Pour atteindre ses objectifs, nous constatons :
- des suppressions de postes,
- des réorganisations de services sans validation des instances syndicales,
- des sous-effectifs devenus chroniques,
- des interventions en urgence permanente,
- des pressions sur les délais,
- des polyvalences imposées,
- des astreintes devenues la norme.
Les recrutements arrivent trop tard, faute d’anticipation. On attend que les salariés soient épuisés pour réagir.
Le renfort doit être anticipé, pas imposé par la fatigue des équipes.

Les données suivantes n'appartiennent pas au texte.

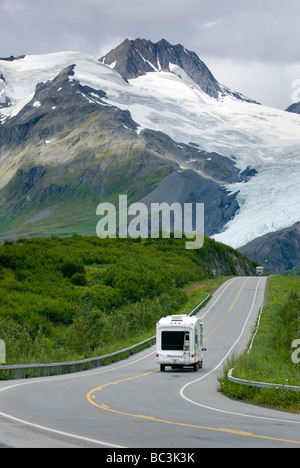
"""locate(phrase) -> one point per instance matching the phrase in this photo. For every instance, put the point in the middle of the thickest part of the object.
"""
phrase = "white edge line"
(55, 431)
(218, 365)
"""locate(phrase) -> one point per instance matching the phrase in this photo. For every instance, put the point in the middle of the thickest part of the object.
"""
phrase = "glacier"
(264, 138)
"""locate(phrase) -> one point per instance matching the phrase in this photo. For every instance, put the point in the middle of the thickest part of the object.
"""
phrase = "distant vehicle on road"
(179, 342)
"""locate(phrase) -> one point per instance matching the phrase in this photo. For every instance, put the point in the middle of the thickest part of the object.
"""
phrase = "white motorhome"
(179, 342)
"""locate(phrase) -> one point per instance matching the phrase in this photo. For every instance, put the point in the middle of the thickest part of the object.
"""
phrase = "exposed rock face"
(277, 251)
(69, 148)
(135, 58)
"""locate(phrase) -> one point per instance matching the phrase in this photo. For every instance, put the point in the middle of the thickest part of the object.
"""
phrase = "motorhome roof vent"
(178, 318)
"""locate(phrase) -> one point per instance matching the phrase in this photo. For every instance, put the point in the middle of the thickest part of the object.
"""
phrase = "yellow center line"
(90, 397)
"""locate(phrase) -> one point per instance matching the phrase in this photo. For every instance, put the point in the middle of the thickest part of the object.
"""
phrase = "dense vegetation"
(270, 358)
(64, 299)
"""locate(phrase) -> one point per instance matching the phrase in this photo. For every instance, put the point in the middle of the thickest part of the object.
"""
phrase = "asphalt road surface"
(131, 404)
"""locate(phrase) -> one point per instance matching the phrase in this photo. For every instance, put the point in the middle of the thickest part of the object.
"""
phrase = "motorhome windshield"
(174, 340)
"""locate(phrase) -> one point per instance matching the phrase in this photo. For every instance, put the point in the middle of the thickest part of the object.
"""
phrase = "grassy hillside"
(270, 358)
(70, 298)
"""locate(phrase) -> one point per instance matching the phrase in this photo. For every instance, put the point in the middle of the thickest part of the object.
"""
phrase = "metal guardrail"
(21, 371)
(260, 384)
(251, 383)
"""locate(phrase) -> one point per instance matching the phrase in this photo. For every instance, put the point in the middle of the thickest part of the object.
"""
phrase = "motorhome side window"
(173, 340)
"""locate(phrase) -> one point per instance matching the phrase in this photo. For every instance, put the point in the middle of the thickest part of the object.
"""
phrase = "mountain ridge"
(74, 132)
(134, 58)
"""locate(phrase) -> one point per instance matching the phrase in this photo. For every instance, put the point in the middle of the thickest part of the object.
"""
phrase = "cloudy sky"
(252, 46)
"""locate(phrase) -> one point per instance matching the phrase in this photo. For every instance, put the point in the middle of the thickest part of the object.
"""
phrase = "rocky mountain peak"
(137, 57)
(134, 58)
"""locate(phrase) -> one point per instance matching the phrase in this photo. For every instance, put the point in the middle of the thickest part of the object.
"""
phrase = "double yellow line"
(91, 396)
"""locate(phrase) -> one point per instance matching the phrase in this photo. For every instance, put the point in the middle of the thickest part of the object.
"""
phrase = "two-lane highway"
(133, 404)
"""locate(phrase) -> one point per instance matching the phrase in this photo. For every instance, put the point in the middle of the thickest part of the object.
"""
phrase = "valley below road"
(131, 404)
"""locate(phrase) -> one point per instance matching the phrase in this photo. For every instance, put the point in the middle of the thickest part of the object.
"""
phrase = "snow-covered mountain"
(150, 90)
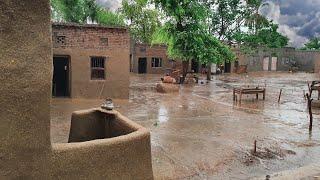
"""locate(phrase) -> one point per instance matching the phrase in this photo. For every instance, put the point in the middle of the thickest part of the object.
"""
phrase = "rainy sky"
(297, 19)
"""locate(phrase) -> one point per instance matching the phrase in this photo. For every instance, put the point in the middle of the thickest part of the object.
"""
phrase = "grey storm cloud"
(297, 19)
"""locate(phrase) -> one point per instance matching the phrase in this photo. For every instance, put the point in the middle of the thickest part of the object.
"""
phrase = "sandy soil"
(200, 133)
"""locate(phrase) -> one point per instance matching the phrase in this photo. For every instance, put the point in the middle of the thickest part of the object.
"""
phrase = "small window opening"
(156, 62)
(60, 40)
(104, 41)
(98, 68)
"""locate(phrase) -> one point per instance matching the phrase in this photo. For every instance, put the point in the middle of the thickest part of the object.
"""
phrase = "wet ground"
(200, 133)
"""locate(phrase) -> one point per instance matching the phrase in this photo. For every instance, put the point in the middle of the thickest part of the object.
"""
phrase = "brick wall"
(149, 52)
(80, 43)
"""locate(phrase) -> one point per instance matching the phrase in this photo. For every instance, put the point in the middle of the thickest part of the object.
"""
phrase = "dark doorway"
(194, 66)
(142, 66)
(60, 81)
(227, 67)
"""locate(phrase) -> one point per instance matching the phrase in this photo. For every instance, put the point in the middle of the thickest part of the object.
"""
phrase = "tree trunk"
(185, 67)
(209, 72)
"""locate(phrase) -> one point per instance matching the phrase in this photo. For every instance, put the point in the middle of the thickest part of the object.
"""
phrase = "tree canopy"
(143, 21)
(186, 33)
(313, 44)
(82, 11)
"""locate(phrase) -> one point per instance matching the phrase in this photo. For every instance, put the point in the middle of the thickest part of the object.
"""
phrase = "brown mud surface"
(200, 133)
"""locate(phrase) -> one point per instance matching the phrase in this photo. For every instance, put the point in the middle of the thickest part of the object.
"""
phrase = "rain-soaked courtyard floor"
(200, 133)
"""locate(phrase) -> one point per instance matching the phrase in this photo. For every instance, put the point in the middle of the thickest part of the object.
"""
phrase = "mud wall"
(148, 51)
(83, 42)
(122, 157)
(25, 91)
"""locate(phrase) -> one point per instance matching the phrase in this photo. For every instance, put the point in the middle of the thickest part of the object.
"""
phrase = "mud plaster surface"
(200, 133)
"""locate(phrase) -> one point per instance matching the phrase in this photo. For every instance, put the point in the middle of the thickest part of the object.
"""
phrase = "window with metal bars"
(156, 62)
(98, 68)
(60, 40)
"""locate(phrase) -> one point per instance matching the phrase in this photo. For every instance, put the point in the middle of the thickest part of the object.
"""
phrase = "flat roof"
(76, 25)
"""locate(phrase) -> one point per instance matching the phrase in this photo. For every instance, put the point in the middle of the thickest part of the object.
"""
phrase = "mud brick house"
(90, 61)
(151, 59)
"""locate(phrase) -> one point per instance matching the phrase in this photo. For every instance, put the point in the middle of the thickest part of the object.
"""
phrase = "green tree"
(142, 20)
(313, 44)
(186, 33)
(267, 37)
(82, 11)
(254, 20)
(261, 32)
(225, 18)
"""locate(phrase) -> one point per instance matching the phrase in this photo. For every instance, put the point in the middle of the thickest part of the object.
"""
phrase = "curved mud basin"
(200, 133)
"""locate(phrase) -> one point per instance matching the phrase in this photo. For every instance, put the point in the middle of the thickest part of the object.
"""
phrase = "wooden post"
(280, 96)
(310, 111)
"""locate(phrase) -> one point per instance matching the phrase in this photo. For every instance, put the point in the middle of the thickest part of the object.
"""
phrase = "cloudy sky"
(297, 19)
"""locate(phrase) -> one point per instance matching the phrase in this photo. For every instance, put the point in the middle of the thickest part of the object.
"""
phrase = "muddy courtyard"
(200, 133)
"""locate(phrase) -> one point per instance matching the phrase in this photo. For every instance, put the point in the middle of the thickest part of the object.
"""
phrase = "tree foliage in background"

Malgré tout, les salarié-e-s tiennent l’usine
Les équipes continuent à faire tourner l’usine et à sortir les projets en se donnant à fond pour l’entreprise.
Les sollicitations hors temps de travail deviennent de plus en plus fréquentes.
Et pourtant, quand les salariés alertent sur les difficultés, on leur reproche d’être mal organisés.
À force de tirer sur les effectifs, l’encadrement banalise :
- le stress,
- l’épuisement,
- la pression permanente.
La santé physique et mentale des salariés est mise en danger, et certains en arrivent au point de rupture.
Face au burn-out, la CGT ne se taira pas : la santé des salariés n’est pas négociable.
Restons solidaires et faisons remonter les situations pour nous faire entendre collectivement.